After decades of gathering dust in the vaults of Vaduz, Prince Hans-Adam II of Liechtenstein’s private collection of artwork, showcasing masterpieces from the 16th to the 19th centuries, was transferred back to Vienna and installed into the fabulously ornate Garden Palace, which had been the Princely Family’s summer home.
The Princely Collections are one of the most valuable and important private art collections on earth; highlights include the highly elaborate and inlaid 16th-century Badminton Cabinet – the most valuable piece of furniture in the world – plus Renaissance and Baroque works of art including no less than 30 paintings by Flemish artist Pieter Paul Rubens, plus pieces by Franz Hals, Anthony Van Dyck, Rembrandt and Raphael.
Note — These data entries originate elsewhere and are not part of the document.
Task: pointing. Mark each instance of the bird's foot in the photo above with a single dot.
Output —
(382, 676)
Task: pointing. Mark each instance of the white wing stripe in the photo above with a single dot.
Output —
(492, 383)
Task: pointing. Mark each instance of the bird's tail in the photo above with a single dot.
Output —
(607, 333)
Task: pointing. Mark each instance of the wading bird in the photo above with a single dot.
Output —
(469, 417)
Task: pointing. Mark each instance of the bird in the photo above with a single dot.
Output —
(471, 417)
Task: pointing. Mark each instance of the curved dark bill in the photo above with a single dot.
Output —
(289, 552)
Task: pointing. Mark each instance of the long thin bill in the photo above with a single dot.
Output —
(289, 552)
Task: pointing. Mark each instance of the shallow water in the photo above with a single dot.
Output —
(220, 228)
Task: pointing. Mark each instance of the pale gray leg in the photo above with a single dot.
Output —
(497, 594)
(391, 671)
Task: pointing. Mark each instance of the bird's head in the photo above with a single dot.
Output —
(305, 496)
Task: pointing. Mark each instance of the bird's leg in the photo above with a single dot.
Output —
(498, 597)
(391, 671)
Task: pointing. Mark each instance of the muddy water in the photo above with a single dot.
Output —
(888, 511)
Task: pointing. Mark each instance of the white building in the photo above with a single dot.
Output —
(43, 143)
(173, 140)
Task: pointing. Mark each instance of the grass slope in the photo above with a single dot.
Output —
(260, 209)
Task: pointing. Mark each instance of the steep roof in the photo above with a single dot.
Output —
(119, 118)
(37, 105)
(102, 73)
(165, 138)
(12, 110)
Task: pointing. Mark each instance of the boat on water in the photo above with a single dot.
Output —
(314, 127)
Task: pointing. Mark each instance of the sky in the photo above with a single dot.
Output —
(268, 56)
The ornate carriage, gilded and adorned with painted side-panels of cherubim painted in the workshops of Boucher, was made by Parisian craftsman Nicholas Pineau in 1738, and is a rare survivor of the French Revolution.
The architecture of the Garden Palace is itself a highlight of a visit; opulently stucco-ed and frescoes apartments are frothily decorated by the Austrian Baroque master Johann Michael Rottmayr and complemented with sweeping marble staircases and ceilings paintings by Andrea Pozzo.
The Liechtensteinpark gardens that surround the palace started life with a formal Baroque layout in the 17th century before being given a facelift a hundred years later in the then-popular ‘natural’ English-landscape style. What you see today is a reworking of both styles completed in 2003 by Cordula Loidl-Reisch.
Both palaces are now only open by prior booking for guided tours or special events.